Data mining can be used to monitor social network as well as discussion forums for suspicious posts or comments. Religious or Racial sentiments can be hurt with such malicious posts. Discussion forums can be used to broadcast a message to large population quickly. Hence it becomes important to monitor the posts on these forums. This application collects the posts and comments from the discussion sites and analyses those post and comments using various data mining techniques and algorithm. These posts and comments are analyzed for provoking posts by comparing the words in the posts with the set of sensitive key-words in the algorithm. Further, the set of sensitive keywords are divided into 6 categories:- hacking, sexuality, religious, piracy, gambling, fraud. Simultaneously in the comments of data set if the algorithm comes across any of sensitive words related to any of the 6 categories, then it is categorized for that particular category to which the sensitive word belongs.
The traditional data mining techniques categorize the structure in structured data, for example, association analysis, classification and prediction, outlier analysis and cluster analysis. On the other hand, the newer techniques recognize patterns from unstructured and structured data. Crime data mining increases the privacy concerns like the other forms of data mining. However, our effort to promote the various automated data mining techniques for national security applications and local law enforcement.
Clustering techniques group data objects into classes by similar characteristics to minimize or maximize interclass. Clustering legal and illegal can automate a major part of crime analysis but is limited by the high computational intensity typically required.
Association rule mining determines frequently occurring item sets in a database and offerings some patterns as rules that been used in network intrusion detection to develop the connection rules from users’ interaction history. In network intrusion detection, this approach can identify intrusion patterns among time-stamped data. Showing hidden patterns benefits analysis, but to obtain meaningful results requires rich and highly structured data.
Deviation detection utilizes the particular measures to study data that differs noticeably from the rest of the data. Also called outlier detection, investigators can apply this technique to fraud detection, network intrusion detection, and other analyses
Classification finds mutual properties between various crime entities and arranges them into predefined classes that have been applied for identifying the source of email spamming according to the sender’s structural features and linguistic patterns. Often used to predict crime trends, classification can reduce the time required to identify suspicious entities.
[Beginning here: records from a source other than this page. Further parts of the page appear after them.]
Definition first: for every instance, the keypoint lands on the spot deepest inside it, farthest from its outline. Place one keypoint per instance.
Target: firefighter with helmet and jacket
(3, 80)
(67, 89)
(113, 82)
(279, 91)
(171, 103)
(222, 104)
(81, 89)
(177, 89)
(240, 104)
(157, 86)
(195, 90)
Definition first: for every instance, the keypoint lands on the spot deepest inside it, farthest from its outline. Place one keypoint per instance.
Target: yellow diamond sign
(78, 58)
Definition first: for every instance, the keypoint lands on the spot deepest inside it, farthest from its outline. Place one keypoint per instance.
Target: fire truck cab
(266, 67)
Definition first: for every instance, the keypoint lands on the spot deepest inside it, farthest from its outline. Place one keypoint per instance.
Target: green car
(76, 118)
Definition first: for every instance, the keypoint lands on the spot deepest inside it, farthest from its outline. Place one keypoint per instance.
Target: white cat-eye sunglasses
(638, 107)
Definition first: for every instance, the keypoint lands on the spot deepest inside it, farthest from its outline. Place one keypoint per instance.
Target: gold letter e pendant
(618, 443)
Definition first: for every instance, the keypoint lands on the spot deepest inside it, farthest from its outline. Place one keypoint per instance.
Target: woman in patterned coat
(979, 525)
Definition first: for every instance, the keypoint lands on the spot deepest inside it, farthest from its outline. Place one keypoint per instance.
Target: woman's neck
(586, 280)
However, the technique requires a predefined classification scheme. Classification also requires complete training and testing data because a high degree of missing data would limit prediction accuracy.
String comparator techniques that show the relation the textual fields in pairs of database records and calculate the correspondence among the records that can detect suspicious information. The researchers can utilize string comparators to evaluate textual data that often need intensive computation. String comparison is the interesting field for computer scientists that whether string matching or string distance measures. Levenshtein define a usual measure of similarity between two strings.
Stopword selection: Stop words are the most used words in the English language which includes the words pronouns such as “I, he, she” or articles such as “a, an, the” or prepositions. Information Retrieval (IR) systems has first introduced the concept of stop-words. For a significant portion of the text size in terms of frequency of appearance small portion of words in the English language accounted. It was noticed that the mentioned pronouns and preposition words were not used as index word to retrieve documents. Thus, it was concluded that such words did not carry significant information about documents.